# N10 Tolls



## sideways (Jun 2, 2008)

As we came back from Spain in spring i noticed a lot of the N10 was being made toll i expect its up and running now,does anyone know how far its now toll and how much it costs to the border when going south, in fact can any one suggest how to get to Irun relatively toll free, i intend to use the N121A to cross to Spain. thanks.


----------



## tonka (Apr 24, 2006)

I have just come back but used the someport tunnel..

I understand the new toll section is 2 x €2.60.. for the bit that used to be free, cant see a viable way around it as roads not that good if you just want to head straight down.. 

You also have the original toll fee's for the section down by Bayonne and on to the border. Never done it in a van so unsure how much that section is..


----------



## BrianJP (Sep 17, 2010)

Just stay on the toll road.You will use far more fuel trying to avoid it than the toll costs.The french have designed it that way .Its only E5.20 !


----------



## peedee (May 10, 2005)

Isn't the toll for commercial vehicles only?

peedee


----------



## BrianJP (Sep 17, 2010)

No all vehicles


----------



## sideways (Jun 2, 2008)

Thanks for that, i envisaged it being quite costly and will have no probs with that, Steve how did you rate the Somport tunnel and do you have the route please, I,m going solo this time and had wondered about going that way.


----------



## tonka (Apr 24, 2006)

sideways said:


> Thanks for that, i envisaged it being quite costly and will have no probs with that, Steve how did you rate the Somport tunnel and do you have the route please, I,m going solo this time and had wondered about going that way.


I use someport a lot but not in winter... Spanish side is a lot better than French but French side is very scenic...

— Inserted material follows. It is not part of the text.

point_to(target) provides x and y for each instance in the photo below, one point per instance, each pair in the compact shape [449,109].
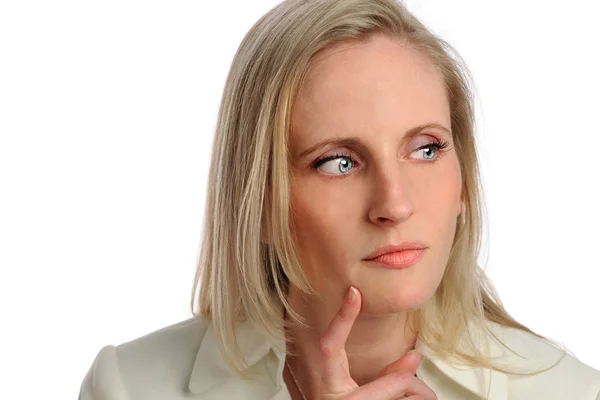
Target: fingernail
[352,294]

A63 down to start of toll section. Bear off to Mont de Marsan - Orthez - Oloron st Marie and then on to the tunnel. Mixed road types but no serious big hill climbing... Huesca down is like a motorway and all free.


----------



## peedee (May 10, 2005)

BrianJP said:


> No all vehicles


Thanks is 5.20 euros a flat rate or are there different categories?
peedee


----------



## teemyob (Nov 22, 2005)

BrianJP said:


> Just stay on the toll road.You will use far more fuel trying to avoid it than the toll costs.The french have designed it that way .Its only E5.20 !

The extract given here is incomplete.